The Associated Press reports the final vote from the 6,442
flight attendants eligible to cast ballots worked out to 50.9
percent in favor of the deal, to 49.1 against. A mere 104 votes
made the difference.
"By no means is this concessionary agreement acceptable to our
members," said NWA AFA-CWA President Jay Hong, "but considering the
difficulties we’ve encountered with the National Mediation
Board, the White House, the courts and the impossible negotiations
posture of Northwest Airlines, the majority of our members have
said today that this agreement represents the best we could do
under the anti-worker conditions we found ourselves negotiating in.
We will continue to rebuild and fight for a better contract in the
future."
As ANN reported, Northwest
announced the tentative agreement April 26. Shortly after that, it
was revealed the top 400 managers at the airline would receive
stock option bonuses, working out to ownership of about five
percent of the carrier.
Unions at the airline were less than pleased... which likely
influenced what already looked to be a squeaker vote.

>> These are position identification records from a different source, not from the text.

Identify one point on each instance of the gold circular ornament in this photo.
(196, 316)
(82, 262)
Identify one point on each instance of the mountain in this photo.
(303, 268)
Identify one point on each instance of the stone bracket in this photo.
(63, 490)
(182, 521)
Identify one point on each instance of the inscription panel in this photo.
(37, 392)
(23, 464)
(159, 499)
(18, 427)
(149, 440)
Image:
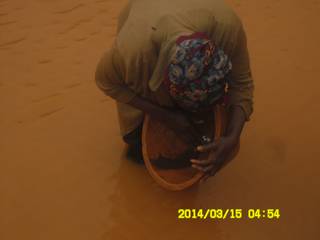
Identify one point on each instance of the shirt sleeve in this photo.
(240, 86)
(108, 78)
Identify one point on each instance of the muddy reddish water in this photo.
(63, 174)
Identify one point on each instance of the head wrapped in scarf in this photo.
(196, 74)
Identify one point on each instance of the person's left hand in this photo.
(218, 152)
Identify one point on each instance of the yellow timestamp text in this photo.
(228, 213)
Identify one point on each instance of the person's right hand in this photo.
(180, 124)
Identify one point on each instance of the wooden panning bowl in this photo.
(158, 139)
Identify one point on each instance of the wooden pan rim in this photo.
(186, 184)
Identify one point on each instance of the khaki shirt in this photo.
(146, 34)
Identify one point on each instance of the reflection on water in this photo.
(62, 173)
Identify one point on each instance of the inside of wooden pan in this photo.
(162, 145)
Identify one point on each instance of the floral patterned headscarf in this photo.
(196, 75)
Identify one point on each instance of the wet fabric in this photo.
(196, 76)
(146, 35)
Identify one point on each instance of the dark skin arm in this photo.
(218, 150)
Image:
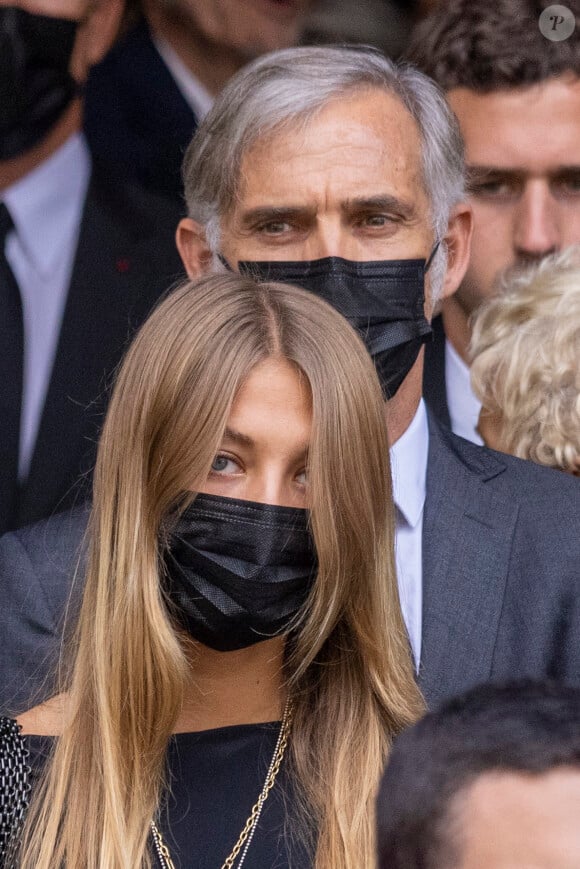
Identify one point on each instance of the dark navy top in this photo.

Under the new contract, top pay for
flight attendants will be capped at roughly $35,400 a year, down
from about $44,000 before Northwest filed for Chapter 11 protection
in September 2005. On the positive side, each flight attendant
stands to earn as much as $15,000 on top of that, as a one-time
payout on a $182 million claim in Northwest's bankruptcy
reorganization. The actual amount depends on what the claim
ultimately sells for.
Had the flight attendants voted down the third TA, the union
would have lost that claim when Northwest emerges from Chapter
11... which could happen as soon as Thursday. Hong said that fact
weighed most heavily on the union's decision to put the contract to
a vote, and the way that vote turned out.
"I made no bones about why we did this, we did this because of
the equity claim. That was not something I think the union could
justifiably make a decision" on, he said. "It's always the flight
attendants that are going to make a decision about money like
that."
In addition to financial solvency, the end to the flight
attendant labor dispute will place Northwest in another unfamiliar
situation: relative peace throughout its unions. The airline, which
has suffered two strikes since 1998, has locked all its employees
into contracts through the end of 2011.